La plupart des VAE sont pourvus de batteries amovibles donc faciles à charger, mais il convient de s’en assurer pour ne pas se retrouver avec un vélo dans le salon... 

L’utilisation d’un VAE diffère par bien des aspects de celle du vélo classique. Par exemple, si son poids n’est pas un handicap sur route, il peut être gênant pour se garer, le pousser sur une courte distance, le charger sur un porte-vélo... 

La vitesse moyenne supérieure de ces engins est également à prendre en compte. Le cycliste devra redoubler de prudence et entretenir ses freins, d’avantages sollicités.
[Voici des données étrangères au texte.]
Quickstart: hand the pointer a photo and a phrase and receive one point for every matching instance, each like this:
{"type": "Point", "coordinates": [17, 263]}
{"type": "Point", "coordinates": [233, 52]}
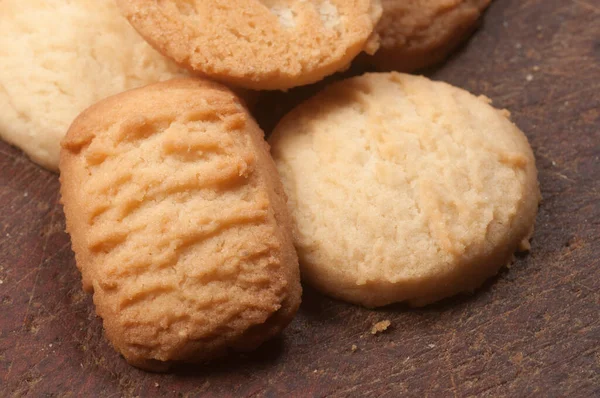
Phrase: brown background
{"type": "Point", "coordinates": [533, 331]}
De plus, pour que le VAE demeure un vélo aux yeux de la loi et ne nécessite donc ni port obligatoire (mais vivement conseillé) du casque, ni assurance, ni permis d’aucune sorte, l’assistance doit être bridée à 25km/h.

L'engouement des Français pour le vélo électrique ne cesse de progresser depuis 2006 mais reste faible par rapport à certains de nos voisins européens.

Pour convaincre les Français, une trentaine de villes et communautés d’agglomérations ont lancé des programmes de subvention à l’achat de VAE. Elles proposent, sur dossier, de verser, selon les villes et les cas, entre 15% et 40% du prix du vélo, avec un plafond variant de 150 à 400 euros. De quoi permettre au marché français de réaliser une belle échappée.

 

 

Economique, écologique et moins fatigant, le vélo électrique se fait une place de plus en plus importante en France.